Sir Alan Duncan: Yes, because it isn’t. It is open source information. “Intelligence” suggests something that is surreptitious—clandestine. This is not. So I can quite understand, as they exercise what you might call a duty of care over their staff, and making their staff feel comfortable, that they want to make it absolutely clear that this is not espionage; this is the gathering and collation of open source material, and therefore, one would think, totally, totally professionally acceptable, without any question, by anyone who would ever want to be employed by the BBC. So the use of language in describing I think is important, and to get it accurate is right, but that is not to suggest that by choosing accurate language you are trying to hide what it actually is—because they are not.

Q187       Chair: Finally, would you then agree that there is absolutely nothing wrong with the BBC providing Government agencies and Government Departments, including intelligence agencies, with open source monitoring services, even if these are being in part paid for by the licence payer?

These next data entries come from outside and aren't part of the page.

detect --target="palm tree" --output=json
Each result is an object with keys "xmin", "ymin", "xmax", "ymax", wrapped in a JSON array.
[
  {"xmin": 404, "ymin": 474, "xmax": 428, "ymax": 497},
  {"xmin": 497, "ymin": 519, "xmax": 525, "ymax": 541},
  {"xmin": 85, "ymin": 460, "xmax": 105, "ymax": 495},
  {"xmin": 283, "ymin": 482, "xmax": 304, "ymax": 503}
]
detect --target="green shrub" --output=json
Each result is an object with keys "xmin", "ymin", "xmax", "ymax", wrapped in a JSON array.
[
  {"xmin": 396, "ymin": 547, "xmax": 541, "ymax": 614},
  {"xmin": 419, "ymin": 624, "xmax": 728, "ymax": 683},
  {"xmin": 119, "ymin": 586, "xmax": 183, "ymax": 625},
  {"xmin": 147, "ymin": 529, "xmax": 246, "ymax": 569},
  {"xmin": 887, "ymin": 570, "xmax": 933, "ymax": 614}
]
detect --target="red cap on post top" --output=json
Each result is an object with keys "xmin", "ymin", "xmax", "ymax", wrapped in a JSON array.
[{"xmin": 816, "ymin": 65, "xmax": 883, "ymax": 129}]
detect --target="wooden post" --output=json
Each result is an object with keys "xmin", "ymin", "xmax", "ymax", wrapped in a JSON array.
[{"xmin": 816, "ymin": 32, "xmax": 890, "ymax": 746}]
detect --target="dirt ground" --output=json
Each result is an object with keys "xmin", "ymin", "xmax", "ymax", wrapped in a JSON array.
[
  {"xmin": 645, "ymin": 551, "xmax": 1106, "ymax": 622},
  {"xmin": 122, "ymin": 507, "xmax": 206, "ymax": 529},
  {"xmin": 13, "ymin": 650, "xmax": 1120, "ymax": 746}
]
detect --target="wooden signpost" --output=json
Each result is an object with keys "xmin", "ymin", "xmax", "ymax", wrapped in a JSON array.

Sir Alan Duncan: I see absolutely no objection to that whatsoever. I think this is a satisfactory and balanced relationship. In terms of the intelligence references you made earlier, let us say, for instance, that in a country in Africa someone put up on YouTube the movement of 20 tanks down the high street of a regional town where we don’t happen to have a consulate, and suddenly we go, “Woohoo, hello, this is interesting. Something is going on in that country.” That is very useful open source information, which cannot be described as “agency related” intelligence, but it is legitimate to know it and act upon it and form a conclusion based on it. In that sense, this sort of service is of great value. In the modern world, with the likes of YouTube and the posting of photos, clips and things from handheld devices, it is increasingly useful in the world, and I think that the BBC and BBC Monitoring have a growing and professional capacity to gather it and use it to our advantage.

Q188       Chair: They have, of course, been doing precisely that with their present-sized team, haven’t they? That is why it should be a cause for concern that they are going to be expected to do more of this work with fewer people.

Sir Alan Duncan: I think in the modern world, you probably can do more with fewer people, actually. Whereas in the old days you had to get the video, move it, look at it and edit it, this can be done digitally much more quickly, much more extensively. It can be sent from person to person at the click of a mouse. You can deal with massively increased volumes of data with modern equipment in the digital age than you could even 10 years ago.

Q189       Chair: I didn’t quite get an answer to whether you would be likely to try and go down and see the operation yourself before deciding how well it would transfer to New Broadcasting House.

              Sir Alan Duncan: If my diary permits I will visit, but I would just like to make it clear that I am not necessarily the person who will sign off on this. If your view is that I ought to go because I am the guy who is responsible for signing on the dotted line, I would not want to leave you with that impression because it is a mistaken impression—all-powerful though I would like to be.

Chair: No, my view is that you ought to go because you are the person who had the gumption to appear before this Committee. We are very grateful to you. Unless my colleagues have any further points I would like to thank you both for taking part today.